期刊名称:Journal of Theoretical and Applied Information Technology
印刷版ISSN:1992-8645
电子版ISSN:1817-3195
出版年度:2011
卷号:27
期号:1
出版社:Journal of Theoretical and Applied
摘要:Data clustering is a process of putting similar data into groups. A clustering algorithm partitions a data set into several groups such that the similarity within a group is larger than among groups. In the field of data mining, various clustering algorithms are proved for their clustering quality. This research work deals with, two of the most representative clustering algorithms namely centroid based K-Medoids and representative object based Fuzzy C-Means are described and analyzed based on their basic approach using the distance between two data points. For both the algorithms, a set of n data points are given in a two-dimensional space and an integer K (the number of clusters) and the problem is to determine a set of n points in the given space called centers, so as to minimize the mean squared distance from each data point to its nearest center.
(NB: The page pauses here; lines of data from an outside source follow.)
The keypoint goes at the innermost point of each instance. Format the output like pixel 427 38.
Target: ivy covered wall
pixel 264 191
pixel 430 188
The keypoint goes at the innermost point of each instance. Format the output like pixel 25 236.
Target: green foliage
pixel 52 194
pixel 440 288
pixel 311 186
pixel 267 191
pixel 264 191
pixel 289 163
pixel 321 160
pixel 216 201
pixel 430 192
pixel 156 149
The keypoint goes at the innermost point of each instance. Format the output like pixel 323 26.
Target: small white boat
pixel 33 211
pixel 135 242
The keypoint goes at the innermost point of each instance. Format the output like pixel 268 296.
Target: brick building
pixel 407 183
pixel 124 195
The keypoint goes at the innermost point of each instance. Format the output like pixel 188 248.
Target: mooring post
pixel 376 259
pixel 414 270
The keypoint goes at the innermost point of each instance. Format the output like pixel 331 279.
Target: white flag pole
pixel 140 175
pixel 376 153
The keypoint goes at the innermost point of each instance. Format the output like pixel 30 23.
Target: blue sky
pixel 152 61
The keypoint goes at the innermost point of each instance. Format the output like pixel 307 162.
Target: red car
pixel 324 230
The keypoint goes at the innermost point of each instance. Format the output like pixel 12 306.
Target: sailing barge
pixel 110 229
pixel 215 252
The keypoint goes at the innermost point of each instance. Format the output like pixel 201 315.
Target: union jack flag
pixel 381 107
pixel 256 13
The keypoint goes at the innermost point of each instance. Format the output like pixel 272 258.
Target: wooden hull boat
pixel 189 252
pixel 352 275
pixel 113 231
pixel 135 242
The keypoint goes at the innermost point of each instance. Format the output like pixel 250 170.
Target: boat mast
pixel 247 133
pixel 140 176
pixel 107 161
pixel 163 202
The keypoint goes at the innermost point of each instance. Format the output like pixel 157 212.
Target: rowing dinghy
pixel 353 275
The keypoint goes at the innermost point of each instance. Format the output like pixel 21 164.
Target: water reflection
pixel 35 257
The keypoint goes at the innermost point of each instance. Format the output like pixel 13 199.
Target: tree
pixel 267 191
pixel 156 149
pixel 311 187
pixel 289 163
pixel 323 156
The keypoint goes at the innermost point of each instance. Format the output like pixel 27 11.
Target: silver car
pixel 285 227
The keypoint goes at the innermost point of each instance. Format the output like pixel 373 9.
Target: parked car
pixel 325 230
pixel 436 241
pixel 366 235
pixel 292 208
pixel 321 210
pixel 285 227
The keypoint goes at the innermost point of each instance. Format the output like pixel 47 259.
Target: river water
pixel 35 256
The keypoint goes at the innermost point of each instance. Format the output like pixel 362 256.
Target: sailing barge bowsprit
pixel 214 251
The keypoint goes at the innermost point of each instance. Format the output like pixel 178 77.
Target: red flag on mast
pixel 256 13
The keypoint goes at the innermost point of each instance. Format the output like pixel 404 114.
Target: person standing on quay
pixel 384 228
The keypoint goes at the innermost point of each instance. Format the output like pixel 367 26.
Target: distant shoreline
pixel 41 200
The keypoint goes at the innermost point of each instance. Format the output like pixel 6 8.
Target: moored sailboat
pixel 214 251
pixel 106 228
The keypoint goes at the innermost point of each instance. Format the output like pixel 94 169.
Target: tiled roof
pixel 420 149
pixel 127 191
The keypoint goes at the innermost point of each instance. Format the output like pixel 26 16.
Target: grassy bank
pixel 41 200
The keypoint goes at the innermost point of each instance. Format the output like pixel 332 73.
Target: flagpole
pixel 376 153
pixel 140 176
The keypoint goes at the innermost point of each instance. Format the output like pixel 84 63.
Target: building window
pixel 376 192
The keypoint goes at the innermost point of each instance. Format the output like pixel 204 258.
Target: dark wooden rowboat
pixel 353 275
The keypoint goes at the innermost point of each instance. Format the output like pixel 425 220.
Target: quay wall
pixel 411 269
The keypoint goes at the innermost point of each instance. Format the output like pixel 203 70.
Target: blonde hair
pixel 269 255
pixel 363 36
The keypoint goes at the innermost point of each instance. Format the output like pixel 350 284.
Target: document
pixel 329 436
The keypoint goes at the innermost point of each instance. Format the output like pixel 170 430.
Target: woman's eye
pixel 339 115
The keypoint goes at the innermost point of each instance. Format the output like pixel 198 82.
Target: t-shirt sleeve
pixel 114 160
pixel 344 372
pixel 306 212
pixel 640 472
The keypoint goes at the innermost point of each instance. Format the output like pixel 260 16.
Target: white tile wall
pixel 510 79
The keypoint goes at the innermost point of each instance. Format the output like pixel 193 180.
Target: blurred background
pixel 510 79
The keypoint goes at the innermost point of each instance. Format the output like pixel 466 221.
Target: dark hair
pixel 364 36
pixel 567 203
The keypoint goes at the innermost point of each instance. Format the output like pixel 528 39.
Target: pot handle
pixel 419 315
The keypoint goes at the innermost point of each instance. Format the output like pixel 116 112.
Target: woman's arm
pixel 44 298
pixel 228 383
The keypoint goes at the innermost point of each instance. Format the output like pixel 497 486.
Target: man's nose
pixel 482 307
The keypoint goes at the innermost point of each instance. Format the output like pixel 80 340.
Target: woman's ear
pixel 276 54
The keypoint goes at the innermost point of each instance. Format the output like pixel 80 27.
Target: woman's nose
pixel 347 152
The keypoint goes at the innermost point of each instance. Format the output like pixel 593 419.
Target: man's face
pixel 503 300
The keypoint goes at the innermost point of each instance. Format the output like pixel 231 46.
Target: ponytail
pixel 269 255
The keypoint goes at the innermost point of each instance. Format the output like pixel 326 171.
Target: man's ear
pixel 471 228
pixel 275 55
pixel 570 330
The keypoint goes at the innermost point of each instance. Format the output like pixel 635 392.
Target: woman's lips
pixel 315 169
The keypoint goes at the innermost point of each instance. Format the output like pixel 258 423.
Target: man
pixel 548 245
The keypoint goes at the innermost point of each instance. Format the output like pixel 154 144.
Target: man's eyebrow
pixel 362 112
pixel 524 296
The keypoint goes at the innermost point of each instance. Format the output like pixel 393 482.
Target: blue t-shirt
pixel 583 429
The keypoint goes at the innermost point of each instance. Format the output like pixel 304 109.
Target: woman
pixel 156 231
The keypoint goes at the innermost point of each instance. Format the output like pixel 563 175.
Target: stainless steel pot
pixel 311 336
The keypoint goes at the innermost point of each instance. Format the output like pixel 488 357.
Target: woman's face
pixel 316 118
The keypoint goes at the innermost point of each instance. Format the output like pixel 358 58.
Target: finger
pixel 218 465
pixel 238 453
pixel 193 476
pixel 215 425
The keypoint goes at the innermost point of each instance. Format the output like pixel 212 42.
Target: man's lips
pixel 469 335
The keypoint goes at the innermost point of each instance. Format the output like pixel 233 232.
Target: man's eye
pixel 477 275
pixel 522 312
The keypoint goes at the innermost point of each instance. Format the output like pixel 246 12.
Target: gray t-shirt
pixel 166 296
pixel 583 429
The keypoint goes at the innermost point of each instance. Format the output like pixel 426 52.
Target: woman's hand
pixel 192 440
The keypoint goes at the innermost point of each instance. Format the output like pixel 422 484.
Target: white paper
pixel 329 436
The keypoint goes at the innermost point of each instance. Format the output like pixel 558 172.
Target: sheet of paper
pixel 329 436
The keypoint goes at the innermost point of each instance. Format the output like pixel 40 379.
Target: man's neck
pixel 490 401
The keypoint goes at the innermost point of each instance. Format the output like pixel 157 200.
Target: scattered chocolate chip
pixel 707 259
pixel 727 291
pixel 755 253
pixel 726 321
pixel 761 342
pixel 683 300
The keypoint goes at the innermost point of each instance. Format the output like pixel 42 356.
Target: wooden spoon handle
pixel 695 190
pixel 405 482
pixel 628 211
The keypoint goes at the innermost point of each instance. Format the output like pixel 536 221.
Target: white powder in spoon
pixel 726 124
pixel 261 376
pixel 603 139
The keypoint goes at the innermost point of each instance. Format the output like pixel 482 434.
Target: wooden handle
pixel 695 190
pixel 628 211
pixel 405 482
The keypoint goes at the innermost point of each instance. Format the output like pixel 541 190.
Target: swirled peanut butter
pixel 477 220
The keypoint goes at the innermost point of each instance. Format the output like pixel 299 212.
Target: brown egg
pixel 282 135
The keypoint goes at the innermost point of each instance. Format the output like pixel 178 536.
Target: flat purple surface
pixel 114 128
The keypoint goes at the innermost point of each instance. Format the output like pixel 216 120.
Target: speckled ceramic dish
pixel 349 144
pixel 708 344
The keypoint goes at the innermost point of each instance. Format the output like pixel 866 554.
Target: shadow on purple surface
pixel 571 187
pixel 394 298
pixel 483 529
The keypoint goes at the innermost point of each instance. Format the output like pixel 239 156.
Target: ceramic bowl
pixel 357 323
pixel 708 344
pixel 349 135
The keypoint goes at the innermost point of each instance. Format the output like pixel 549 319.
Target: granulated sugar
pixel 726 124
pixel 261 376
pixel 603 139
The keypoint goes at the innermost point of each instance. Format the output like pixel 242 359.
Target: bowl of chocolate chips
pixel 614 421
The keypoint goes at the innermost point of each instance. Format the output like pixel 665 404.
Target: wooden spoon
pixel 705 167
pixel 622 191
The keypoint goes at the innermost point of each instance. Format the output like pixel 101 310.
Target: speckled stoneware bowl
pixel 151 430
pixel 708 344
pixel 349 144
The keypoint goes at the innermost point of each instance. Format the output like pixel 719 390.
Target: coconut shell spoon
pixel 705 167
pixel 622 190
The performance of the algorithms is investigated during different execution of the program for the given input data points. Based on experimental results the algorithms are compared regarding their clustering quality and their performance, which depends on the time complexity between the various numbers of clusters chosen by the end user. The total elapsed time to cluster all the data points and Clustering time for each cluster are also calculated in milliseconds and the results compared with one another.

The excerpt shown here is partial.